Why reliability is not a property of the model
The common temptation is to think the problem is solved by a stronger model. But reliability isn’t something that lives only in the model’s weights; it is a property of the whole system — and that means it can be designed and measured.
A model might do fine on a clean document and misread a single figure on the same document with a bad scan. The most dangerous case isn’t that it makes a mistake; it’s that it makes the mistake with full confidence and you don’t notice. In a reliable system, the model is allowed to say “I’m not sure” — and the system knows what to do with that uncertainty.
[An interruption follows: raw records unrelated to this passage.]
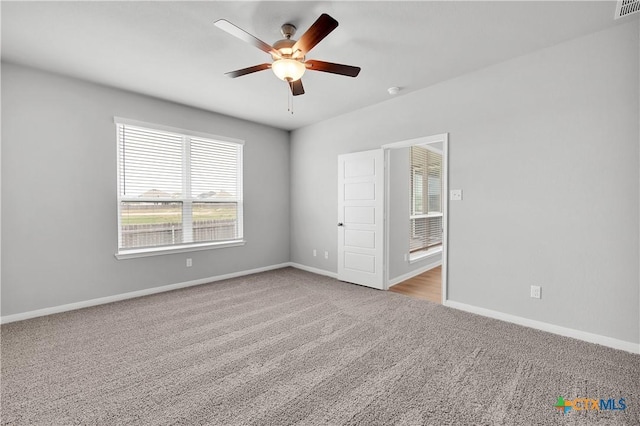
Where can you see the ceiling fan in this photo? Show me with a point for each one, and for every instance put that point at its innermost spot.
(289, 63)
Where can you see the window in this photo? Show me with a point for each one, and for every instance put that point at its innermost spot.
(426, 199)
(176, 189)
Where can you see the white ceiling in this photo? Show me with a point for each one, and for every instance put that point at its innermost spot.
(172, 50)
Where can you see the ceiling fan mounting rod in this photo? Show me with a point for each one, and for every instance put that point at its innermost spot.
(288, 30)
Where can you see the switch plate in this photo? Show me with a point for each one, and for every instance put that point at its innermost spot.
(536, 291)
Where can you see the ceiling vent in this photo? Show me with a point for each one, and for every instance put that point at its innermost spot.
(627, 7)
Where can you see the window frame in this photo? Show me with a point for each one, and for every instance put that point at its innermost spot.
(425, 213)
(187, 200)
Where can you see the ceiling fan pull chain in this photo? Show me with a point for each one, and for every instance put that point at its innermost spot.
(289, 101)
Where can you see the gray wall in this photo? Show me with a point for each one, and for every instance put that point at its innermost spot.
(59, 224)
(546, 149)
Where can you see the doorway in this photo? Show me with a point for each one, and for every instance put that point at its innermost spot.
(416, 229)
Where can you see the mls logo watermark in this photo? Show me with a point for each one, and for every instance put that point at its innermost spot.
(590, 404)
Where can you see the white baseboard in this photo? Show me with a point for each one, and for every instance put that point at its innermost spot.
(551, 328)
(413, 273)
(314, 270)
(130, 295)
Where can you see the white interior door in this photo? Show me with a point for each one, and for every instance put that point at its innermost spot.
(360, 218)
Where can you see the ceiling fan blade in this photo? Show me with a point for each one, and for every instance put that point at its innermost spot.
(319, 30)
(341, 69)
(296, 87)
(238, 32)
(245, 71)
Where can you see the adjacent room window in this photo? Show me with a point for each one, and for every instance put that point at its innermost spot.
(176, 189)
(426, 200)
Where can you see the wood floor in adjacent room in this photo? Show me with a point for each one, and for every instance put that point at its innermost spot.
(427, 285)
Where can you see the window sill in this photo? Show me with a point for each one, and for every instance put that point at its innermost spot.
(146, 252)
(421, 255)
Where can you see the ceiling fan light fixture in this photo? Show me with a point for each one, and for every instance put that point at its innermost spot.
(287, 69)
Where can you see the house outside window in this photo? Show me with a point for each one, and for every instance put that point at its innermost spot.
(177, 189)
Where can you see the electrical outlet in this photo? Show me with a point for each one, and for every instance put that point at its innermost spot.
(536, 291)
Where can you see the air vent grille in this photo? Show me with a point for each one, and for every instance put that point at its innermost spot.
(627, 7)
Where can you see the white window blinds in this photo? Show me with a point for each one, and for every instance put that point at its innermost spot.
(176, 189)
(426, 199)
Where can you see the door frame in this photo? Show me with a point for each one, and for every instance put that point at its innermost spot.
(426, 140)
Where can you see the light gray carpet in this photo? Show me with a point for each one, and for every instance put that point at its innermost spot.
(290, 347)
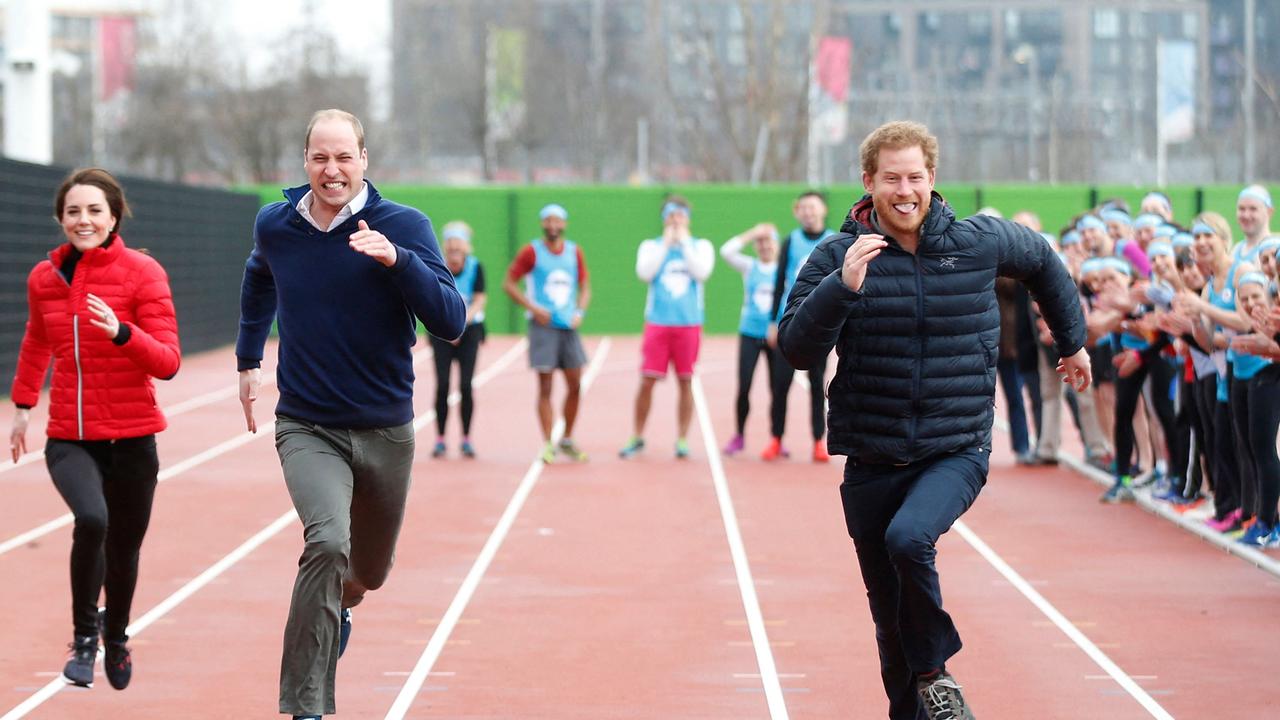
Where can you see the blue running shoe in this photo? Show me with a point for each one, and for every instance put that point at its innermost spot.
(343, 630)
(1272, 540)
(1119, 492)
(1257, 534)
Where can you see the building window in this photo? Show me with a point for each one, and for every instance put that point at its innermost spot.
(1106, 23)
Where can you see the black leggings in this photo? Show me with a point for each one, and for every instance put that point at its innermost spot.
(109, 487)
(1257, 417)
(465, 354)
(1128, 392)
(1226, 479)
(1246, 460)
(782, 376)
(749, 350)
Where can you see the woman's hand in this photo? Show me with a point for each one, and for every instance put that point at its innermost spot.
(18, 434)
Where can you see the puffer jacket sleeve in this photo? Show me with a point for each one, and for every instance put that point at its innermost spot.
(1025, 256)
(35, 352)
(152, 342)
(818, 305)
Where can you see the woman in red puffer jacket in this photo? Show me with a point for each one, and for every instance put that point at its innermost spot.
(105, 314)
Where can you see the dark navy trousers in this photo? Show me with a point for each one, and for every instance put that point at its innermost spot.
(895, 515)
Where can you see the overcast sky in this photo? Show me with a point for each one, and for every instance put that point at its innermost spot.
(362, 31)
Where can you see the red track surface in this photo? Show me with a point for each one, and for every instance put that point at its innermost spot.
(615, 592)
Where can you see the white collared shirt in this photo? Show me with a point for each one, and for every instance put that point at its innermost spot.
(350, 209)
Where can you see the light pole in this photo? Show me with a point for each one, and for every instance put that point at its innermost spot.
(1025, 55)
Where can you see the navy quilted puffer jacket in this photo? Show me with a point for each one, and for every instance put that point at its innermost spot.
(918, 343)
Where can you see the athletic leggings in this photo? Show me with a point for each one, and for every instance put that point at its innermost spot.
(1246, 460)
(749, 350)
(465, 355)
(1226, 479)
(1256, 411)
(782, 377)
(1128, 392)
(109, 487)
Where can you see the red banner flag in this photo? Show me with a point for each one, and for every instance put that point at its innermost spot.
(118, 49)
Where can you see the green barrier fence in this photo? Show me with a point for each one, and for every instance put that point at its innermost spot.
(611, 220)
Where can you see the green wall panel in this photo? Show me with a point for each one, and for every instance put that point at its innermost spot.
(1184, 199)
(1055, 204)
(609, 222)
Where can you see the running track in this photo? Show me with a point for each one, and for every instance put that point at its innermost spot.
(649, 588)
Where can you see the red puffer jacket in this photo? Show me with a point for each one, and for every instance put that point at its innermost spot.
(100, 390)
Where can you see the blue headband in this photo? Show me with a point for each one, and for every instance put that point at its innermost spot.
(1114, 215)
(1091, 222)
(553, 210)
(1256, 192)
(673, 208)
(1256, 278)
(1092, 265)
(1148, 220)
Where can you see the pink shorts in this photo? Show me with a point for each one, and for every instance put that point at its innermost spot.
(670, 345)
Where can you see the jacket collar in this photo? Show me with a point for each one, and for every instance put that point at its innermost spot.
(100, 255)
(295, 195)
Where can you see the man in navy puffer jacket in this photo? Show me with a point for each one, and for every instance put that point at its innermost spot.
(905, 294)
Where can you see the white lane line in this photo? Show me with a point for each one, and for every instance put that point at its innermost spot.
(435, 646)
(737, 550)
(56, 684)
(184, 592)
(1070, 630)
(485, 376)
(199, 459)
(227, 446)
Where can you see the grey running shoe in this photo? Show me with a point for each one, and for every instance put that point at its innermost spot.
(942, 700)
(80, 666)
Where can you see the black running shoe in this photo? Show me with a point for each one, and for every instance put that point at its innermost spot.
(118, 664)
(343, 630)
(941, 698)
(80, 666)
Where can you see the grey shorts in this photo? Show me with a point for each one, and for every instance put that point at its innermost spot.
(551, 349)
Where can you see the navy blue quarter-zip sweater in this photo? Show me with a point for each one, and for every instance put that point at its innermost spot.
(346, 322)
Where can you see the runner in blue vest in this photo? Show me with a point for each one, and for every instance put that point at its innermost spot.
(469, 276)
(810, 212)
(758, 278)
(676, 265)
(556, 297)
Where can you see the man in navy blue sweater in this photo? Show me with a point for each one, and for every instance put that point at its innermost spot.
(344, 273)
Break the problem down, then measure
The first step is to break “document extraction” into specific fields and define, for each one, what “correct” means. A total amount is an exact figure; a date has a defined format; a party’s name must match the text of the document. Once you have defined correctness field by field, you can finally measure it.
And measuring requires a real evaluation set: examples of the same messy documents you actually face, paired with the correct answer for each field. That set is your ground truth. You measure every change to the system against it: did this change make extraction better, or did it just look better on a few lucky examples?
The numbers we report are evaluation results on our own internal test set, not the outcome of a customer project. That distinction is fundamental to us: a number only means something when you know which set it was measured on and with what definition of “correct.”
Turn uncertainty into a feature
The most important design decision is this: what happens when the model is not sure? In a brittle system, uncertainty is hidden and the wrong output quietly moves on. In a reliable system, uncertainty is a signal: the uncertain field is flagged and set aside for human review.
This is what honest AI looks like. The system doesn’t need to be right about everything; it needs to know where it is sure and where it isn’t — and to surface that boundary instead of hiding it. Combining “automatic extraction on the confident cases” with “human review on the borderline cases” produces something that is both fast and dependable.
The transferable idea
The core of this goes well beyond documents. Anywhere AI has to work on messy real-world input, the same principle holds: you don’t buy reliability, you build it and measure it. Define correctness precisely, measure it on real examples, and surface uncertainty instead of burying it.
On a clean document, any model is a hero. Trust is earned in the messy tail — and there, you win not with a bigger model, but with a better-measured system.